Of course, I think I said that every round of the 2010 playoffs, and we all saw how that worked out.
Over on the gridiron, this weekend played out exactly how I predicted. The Colts had their letdown against the Jets, pretty well out of the game by halftime. The Boilers looked plain impotent against Wisconsin, unfortunately reverting back to “who we thought they were” territory. I’m starting to get a little worried about a bowl berth. And I don’t think Ohio St. will take it easy on Purdue after being beat in West Lafayette twice in a row and almost slipping up against lowly Indiana.

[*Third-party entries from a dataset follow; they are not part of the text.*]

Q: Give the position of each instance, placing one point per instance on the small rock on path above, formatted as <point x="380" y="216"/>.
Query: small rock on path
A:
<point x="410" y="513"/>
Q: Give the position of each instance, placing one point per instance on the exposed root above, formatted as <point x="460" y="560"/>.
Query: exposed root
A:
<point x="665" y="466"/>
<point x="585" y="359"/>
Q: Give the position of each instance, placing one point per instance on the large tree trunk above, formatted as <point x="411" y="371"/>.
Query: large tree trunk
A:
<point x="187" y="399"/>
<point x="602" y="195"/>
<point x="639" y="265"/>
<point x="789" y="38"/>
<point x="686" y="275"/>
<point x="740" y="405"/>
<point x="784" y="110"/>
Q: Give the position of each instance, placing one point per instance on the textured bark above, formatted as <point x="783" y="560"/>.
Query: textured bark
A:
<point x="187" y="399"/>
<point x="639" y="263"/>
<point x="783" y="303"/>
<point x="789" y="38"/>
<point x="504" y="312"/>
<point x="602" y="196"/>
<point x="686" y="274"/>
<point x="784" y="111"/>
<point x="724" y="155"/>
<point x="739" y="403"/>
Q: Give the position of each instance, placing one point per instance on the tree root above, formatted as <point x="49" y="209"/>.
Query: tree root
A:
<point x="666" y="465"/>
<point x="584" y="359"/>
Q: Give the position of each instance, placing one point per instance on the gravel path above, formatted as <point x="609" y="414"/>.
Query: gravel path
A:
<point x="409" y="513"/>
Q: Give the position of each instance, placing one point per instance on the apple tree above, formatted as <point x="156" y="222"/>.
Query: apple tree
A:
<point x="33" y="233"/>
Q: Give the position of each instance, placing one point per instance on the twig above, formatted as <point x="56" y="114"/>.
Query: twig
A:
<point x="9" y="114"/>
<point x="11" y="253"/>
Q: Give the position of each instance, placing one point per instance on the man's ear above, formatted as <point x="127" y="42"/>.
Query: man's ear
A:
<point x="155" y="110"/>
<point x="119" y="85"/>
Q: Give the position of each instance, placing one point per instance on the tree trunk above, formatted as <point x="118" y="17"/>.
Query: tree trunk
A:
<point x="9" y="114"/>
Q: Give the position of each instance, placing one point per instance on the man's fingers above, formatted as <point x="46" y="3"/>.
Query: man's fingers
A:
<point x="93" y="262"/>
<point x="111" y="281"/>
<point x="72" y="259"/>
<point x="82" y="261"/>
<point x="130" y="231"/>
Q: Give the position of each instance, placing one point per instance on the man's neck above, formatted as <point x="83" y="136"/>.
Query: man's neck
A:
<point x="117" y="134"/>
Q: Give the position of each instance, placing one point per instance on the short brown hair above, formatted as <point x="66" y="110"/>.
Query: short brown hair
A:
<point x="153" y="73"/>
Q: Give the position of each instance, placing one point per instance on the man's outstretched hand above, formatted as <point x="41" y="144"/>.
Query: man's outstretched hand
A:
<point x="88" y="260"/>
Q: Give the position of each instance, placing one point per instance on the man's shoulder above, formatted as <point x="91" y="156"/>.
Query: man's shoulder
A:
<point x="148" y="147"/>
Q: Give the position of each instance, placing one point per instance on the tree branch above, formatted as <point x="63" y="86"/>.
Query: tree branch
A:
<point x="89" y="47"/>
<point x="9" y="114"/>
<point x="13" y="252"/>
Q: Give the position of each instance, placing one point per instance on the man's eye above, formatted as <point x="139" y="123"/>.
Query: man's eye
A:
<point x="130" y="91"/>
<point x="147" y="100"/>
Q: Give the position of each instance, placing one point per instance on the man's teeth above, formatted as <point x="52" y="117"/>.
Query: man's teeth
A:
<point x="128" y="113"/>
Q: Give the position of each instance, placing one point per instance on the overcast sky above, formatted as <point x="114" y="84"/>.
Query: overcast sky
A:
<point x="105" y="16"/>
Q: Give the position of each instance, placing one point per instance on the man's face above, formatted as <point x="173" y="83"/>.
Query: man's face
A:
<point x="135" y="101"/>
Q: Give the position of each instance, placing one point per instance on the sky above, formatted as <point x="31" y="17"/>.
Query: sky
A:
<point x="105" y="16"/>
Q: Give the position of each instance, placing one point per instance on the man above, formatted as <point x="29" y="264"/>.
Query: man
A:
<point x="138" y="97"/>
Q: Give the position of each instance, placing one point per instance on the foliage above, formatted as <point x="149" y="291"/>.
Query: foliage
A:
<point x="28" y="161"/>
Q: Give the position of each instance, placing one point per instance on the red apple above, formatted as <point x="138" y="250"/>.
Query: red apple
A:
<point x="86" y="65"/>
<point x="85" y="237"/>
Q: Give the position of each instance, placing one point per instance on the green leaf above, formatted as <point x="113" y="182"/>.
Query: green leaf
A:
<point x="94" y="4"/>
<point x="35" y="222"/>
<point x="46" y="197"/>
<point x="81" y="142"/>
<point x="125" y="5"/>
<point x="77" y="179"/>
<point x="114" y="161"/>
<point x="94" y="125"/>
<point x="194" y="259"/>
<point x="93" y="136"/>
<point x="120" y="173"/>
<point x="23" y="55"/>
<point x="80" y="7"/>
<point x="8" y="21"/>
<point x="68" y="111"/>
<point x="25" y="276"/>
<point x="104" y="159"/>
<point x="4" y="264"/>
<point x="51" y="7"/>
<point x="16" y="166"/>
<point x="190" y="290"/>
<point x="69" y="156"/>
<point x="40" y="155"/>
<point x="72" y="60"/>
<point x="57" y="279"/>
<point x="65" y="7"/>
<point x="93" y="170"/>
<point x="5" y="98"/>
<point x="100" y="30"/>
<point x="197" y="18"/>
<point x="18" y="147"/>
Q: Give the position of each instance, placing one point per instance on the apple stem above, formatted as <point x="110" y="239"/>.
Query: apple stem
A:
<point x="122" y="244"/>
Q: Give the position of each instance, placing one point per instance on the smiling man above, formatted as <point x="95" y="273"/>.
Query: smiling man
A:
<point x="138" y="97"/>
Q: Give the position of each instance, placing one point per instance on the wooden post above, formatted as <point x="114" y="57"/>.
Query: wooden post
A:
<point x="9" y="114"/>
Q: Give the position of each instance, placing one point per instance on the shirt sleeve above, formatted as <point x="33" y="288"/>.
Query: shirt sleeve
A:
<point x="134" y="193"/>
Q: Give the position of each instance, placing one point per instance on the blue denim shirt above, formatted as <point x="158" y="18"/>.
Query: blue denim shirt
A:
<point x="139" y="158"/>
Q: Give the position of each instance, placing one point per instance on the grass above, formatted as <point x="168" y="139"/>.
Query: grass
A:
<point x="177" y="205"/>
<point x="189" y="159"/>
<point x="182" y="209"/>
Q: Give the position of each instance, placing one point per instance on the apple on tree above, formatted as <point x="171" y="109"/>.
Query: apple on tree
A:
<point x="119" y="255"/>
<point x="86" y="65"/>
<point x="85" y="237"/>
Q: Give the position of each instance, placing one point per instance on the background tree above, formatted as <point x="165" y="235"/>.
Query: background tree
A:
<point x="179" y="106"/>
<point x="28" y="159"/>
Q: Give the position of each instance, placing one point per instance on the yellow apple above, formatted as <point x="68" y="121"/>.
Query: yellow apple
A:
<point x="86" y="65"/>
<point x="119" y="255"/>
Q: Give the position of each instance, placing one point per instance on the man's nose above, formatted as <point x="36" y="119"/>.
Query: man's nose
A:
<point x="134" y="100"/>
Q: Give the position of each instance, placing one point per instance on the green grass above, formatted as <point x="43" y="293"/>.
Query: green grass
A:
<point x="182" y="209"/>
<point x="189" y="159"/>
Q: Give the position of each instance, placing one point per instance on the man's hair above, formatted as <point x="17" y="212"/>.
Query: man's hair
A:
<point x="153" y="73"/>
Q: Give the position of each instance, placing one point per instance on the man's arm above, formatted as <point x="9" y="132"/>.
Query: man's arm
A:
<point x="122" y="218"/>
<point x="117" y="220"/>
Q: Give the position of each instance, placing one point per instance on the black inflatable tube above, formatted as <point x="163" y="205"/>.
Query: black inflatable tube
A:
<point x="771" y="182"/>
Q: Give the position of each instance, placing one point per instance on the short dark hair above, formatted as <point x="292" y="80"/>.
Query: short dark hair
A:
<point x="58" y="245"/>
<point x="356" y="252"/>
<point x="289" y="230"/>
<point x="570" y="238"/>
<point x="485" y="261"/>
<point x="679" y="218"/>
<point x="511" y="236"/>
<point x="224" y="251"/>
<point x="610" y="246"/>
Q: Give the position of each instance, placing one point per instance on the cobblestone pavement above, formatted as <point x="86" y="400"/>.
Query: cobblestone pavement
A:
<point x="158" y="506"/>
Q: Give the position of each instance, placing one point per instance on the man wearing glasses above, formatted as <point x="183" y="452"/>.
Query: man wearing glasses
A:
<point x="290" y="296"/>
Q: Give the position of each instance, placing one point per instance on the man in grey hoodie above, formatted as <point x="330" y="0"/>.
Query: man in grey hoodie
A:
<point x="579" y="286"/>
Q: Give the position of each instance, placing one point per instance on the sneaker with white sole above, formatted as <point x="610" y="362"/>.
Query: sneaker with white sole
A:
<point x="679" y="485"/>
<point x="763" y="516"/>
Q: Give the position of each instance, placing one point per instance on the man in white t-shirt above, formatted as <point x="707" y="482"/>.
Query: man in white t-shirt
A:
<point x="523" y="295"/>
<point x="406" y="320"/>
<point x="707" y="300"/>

But, as almost always, Wabash remained a bright spot. Even after senior All-American quarterback Chase Belton went down fairly early with a mild concussion, the Little Giants romped in St. Louis, beating the Washington Bears 34-14. Going through an Alumni Breakfast Club with Kristine and her college roomies pretty well made sure that I didn’t stay awake to actually watch Wabash, though. I did see we were up 20-7 at halftime, which told me pretty well all I needed to know. Thanks to some other upsets, this week’s win led to a little bit bigger jump in the polls, up to thirteenth this week. It’s not sixth or seventh like we were, but much better than seventeenth.
The Giants give it another go tonight. Surely the can’t lose four in a row at home, can they?